2007-2008 BCRF Project:
American Society of Clinical Oncology 2007 Young Investigator Award
(The Hirschhorn Award, in honor of Susan B. Hirschhorn and in memory of her mother, Ellen S. Hirschhorn)

The epithelial-mesenchymal transition (EMT) is a process observed during embryonic development in which cells lose their adhesiveness and gain the ability to migrate as part of tissue remodeling. Tumor cells appear to reactivate this developmental program to increase cell motility and thereby facilitate invasion and metastasis. Dr. Jiralerspong's research project focuses on defining the roles of the transcription factor Snail and the regulators of its stability in potentiating the EMT and metastasis in breast cancer. It involves the study of these proteins in cancer cell lines and tumor samples, as well as the detailed biochemical characterization of their functioning at the molecular level.

This work may define a new subset of patients at risk for local or metastatic relapse, and thus at risk of decreased survival. If so, such patients would be candidates for novel therapies to prevent or treat such relapse, and this work may also give insight into developing such therapies. Via this multidisciplinary approach, the researchers hope to have an impact on mortality in metastatic breast cancer, which currently claims the lives of 41,000 American women each year.

Mid-Year Progress Report:
The stability of Snail is controlled by other proteins, including LOXL2 and GSK-3beta. Dr. Jiralerspong is studying this group of proteins in breast cancer cell lines and tumor tissue samples from breast cancer patients. This will help define the functioning of these proteins, as well as their potential clinical importance, in breast cancer. In addition, he is studying the detailed interactions of these proteins using biochemistry and biophysics. All of this data will be crucial for the development of inhibitors of LOXL2 and the Snail pathway, which could be used to prevent or treat breast cancer metastases.

Bio:
I earned my M.D. at Baylor College of Medicine in 2001. I completed my Ph.D. in Organic Chemistry at Rice University in the same year. There, under the guidance of Ronald Parry, I studied the biosynthesis of coronafacic acid (CFA), a novel polyketide produced by the plant pathogen Pseudomonas syringae. This gave me a good foundation for applying chemistry to the study of biological systems.

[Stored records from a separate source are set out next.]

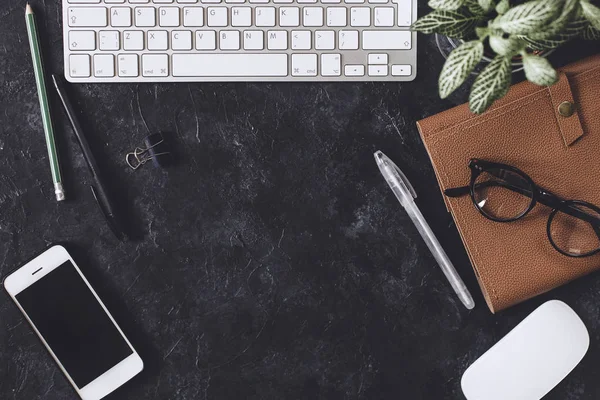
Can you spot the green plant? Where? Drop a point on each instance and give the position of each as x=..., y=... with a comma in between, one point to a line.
x=521, y=30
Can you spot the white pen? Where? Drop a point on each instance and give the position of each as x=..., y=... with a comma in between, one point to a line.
x=406, y=195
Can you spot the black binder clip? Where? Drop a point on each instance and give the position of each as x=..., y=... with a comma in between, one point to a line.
x=156, y=150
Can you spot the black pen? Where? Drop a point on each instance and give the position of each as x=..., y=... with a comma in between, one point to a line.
x=98, y=188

I then went on to study Internal Medicine at Boston University, completing Residency in 2004. Afterwards, I spent a year conducting research at Harvard University, in the lab of Greg Verdine. I examined how DNA repair enzymes function to discriminate normal from damaged DNA. This work resulted in the first x-ray crystal structure of a DNA glycosylase in complex with an intrahelical lesioned base.

I am currently a Medical Oncology Fellow at M.D. Anderson Cancer Center. I am working in the labs of Mien-Chie Hung and Richard Brennan. My interests lie in using biochemistry, cell biology, and structural biology to study clinically relevant cancer proteins; and thereby have an impact on cancer morbidity and mortality.

I was recently honored with the receipt of an ASCO-Breast Cancer Research Foundation Young Investigator Award, in honor of Susan B. Hirschhorn and in memory of her mother, Ellen S. Hirschhorn; as well as an AACR-Amgen Fellowship in Clinical/Translational Research.